Bu mozik kilise narteksinin sol kısmında bulunur. Tüm yapının en güzel mozaiklerinden biridir. Yapan sanatçının arkadaki binalar ve ağaç ile yarattığı derinlik ve perspektif duygusu ve yüzlerdeki canlı ifadeler şaşırtıcı derecede güzeldir. Mozaiğin konusuna gelirsek; Roma İmparatoru Augustus vergi hesaplamaları için tüm Roma vilayetlerinde nüfus sayımı yapılmasını emreder, o devirde nüfus sayımlarında herkes doğduğu şehre giderek sayıldığı için Yahya'da eşi Meryem'i de alarak yaşadıkları şehir Nasıra'dan memleketi Beytüllahim'e gider. Mozaik, o zaman ki Suriye valisi Cyrenius'un huzurunda vergi için nüfusa kayıt olan Meryem ve hemen arkasında Yahya'yı gösterir. Mozaiğin sol tarafında Cyrenius arkasında bir Roma askeri ile altın bir tahtta oturmakta, orta tarafta iki nüfus ve vergi memuru kayıt işlemini yapmakta ve sağ tarafta ise Meryem ve Yahya sorulan sorulara yanıt vermektedir.

Paracclesion, cenaze şapelinde ki Anastesis (Mahşer günü) konulu fresko.





Paracclesion kısmının sonundaki yarı kubbededir ve beyazlar içindeki İsa'nın mahşer günü cehennemin kapılarını kırarak Adem ve Havva'yı mezarlarından çıkarıp diriltmesini anlatır.  Buradaki en ilginç detay freskonun sol tarafında ki kalabalığın önünde duran Abil'dir. Havva ve Adem'in çocukları Kabil, ilk doğan insan ve kıskançlıkla öldürdüğü öz kardeşi Abil ise ilk ölen insandır. Burada Abil elinde tuttuğu çoban asası ve arkasında duran azizler ile resmedilir, arkasına doğru bakar, öz kardeşi tarafından öldürülen Abil'in yüzündeki genç ve hüzünlü ifade etkileyicidir. Bu fresko 14. yüzyılın başında çizilirken Caravaggio ve Rembrandt'ın karanlık fonların önünde bizi resmin öznelerine ışık tutarak büyülemesine daha yüzyıllar vardı ama simsiyah gecenin ve yıldızların içine yerleştirilmiş bembeyaz giysileriyle İsa bakana daha ilk anda ben burdayım der.

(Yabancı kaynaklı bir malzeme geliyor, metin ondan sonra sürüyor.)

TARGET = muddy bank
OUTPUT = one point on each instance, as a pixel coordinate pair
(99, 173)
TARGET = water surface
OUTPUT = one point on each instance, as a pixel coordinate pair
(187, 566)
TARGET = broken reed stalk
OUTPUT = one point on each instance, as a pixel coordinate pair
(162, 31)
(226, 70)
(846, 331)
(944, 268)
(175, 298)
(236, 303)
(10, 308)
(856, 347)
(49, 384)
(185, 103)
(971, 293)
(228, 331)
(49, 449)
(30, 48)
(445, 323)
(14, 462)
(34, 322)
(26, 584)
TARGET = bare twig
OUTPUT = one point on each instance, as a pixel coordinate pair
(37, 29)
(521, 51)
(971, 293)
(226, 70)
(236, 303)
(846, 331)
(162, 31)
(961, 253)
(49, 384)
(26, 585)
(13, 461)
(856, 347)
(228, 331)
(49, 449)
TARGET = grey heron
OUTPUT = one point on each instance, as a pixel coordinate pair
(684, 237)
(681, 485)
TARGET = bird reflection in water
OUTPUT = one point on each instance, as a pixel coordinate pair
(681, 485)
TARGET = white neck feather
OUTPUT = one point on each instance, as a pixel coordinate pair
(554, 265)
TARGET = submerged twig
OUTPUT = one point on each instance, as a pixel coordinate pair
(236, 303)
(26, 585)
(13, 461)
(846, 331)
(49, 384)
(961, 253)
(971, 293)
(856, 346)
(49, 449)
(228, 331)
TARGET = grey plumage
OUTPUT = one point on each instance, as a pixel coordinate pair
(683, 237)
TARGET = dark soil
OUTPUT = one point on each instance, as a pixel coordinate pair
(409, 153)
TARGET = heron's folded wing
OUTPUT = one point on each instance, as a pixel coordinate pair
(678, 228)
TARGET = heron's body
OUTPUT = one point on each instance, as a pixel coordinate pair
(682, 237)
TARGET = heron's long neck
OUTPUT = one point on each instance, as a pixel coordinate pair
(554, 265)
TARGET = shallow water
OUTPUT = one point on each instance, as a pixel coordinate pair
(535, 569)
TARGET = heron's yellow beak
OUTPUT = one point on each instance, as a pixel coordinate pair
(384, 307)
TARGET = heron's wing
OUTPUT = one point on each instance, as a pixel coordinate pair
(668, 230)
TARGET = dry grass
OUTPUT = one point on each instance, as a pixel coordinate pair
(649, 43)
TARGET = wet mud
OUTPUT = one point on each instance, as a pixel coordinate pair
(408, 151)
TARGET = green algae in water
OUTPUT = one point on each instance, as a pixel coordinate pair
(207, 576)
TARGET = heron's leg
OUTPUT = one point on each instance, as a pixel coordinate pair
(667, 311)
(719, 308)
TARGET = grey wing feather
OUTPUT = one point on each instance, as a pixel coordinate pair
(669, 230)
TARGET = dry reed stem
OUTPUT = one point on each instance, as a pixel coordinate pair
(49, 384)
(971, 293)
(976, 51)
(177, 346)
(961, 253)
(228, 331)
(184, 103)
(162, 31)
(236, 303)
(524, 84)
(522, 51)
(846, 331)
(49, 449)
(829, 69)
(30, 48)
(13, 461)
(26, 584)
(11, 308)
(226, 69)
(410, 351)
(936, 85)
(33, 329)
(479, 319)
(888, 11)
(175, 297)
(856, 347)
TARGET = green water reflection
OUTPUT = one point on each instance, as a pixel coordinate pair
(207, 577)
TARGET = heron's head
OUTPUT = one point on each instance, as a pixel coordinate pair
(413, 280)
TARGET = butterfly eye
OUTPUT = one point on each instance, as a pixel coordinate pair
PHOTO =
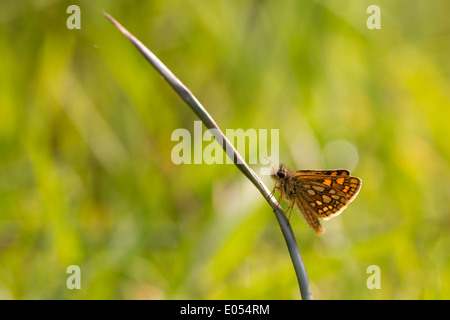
(281, 174)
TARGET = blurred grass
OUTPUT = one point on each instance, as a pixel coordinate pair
(85, 126)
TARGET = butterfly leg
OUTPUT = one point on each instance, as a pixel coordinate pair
(290, 208)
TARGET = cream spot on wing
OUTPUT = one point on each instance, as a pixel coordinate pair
(317, 188)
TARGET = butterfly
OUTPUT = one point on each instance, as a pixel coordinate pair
(317, 193)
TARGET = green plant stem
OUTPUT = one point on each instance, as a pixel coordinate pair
(209, 123)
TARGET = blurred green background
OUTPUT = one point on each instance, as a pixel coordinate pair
(86, 176)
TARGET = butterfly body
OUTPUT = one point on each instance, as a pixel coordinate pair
(317, 193)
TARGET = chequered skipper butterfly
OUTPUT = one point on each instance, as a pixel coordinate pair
(317, 193)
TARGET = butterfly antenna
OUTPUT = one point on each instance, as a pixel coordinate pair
(270, 162)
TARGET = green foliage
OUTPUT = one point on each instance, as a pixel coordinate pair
(86, 176)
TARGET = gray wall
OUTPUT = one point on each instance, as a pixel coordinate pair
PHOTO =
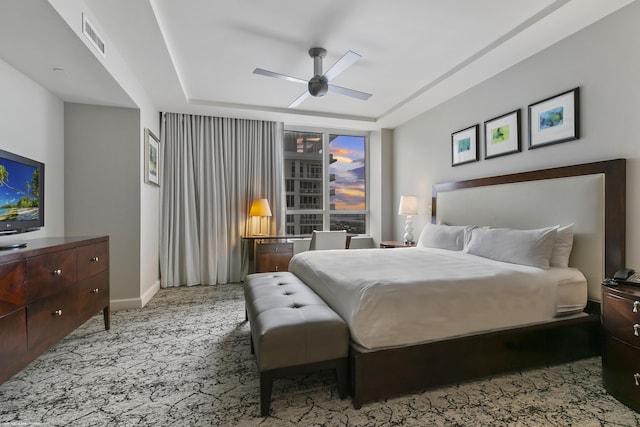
(31, 126)
(102, 188)
(601, 59)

Meryem'in anne ve babası Anne (Hannah) ve Joachim'in  (İmran) Meryem'in doğacağı müjdesine beraberce sevinmeleri


Bu mozaik Meryem'in hikayesinin anlatıldığı iç narteks kısmındadır. Çocukları olmayan Hannah ve İmran'a Meryem'in doğacağı müjdesi melekler tarafından verilir. Bu mozaikte beni etkileyen Hannah ve İmran'ın birbirlerine sarılışlarının doğallığı ve güzelliğidir; bu hem Ortodoks hem de Katolik kiliselerinde çokça resmedilen "Tanrıanasına (Meryem) gebe kalış" (the conception of the theotokos) isimli freskodur ve böylesine gerçekçi, yüzlerin öpüşürcesine birbirine yakın olduğunu bundan öncesinde, Ortaçağ'da pek görmeyiz.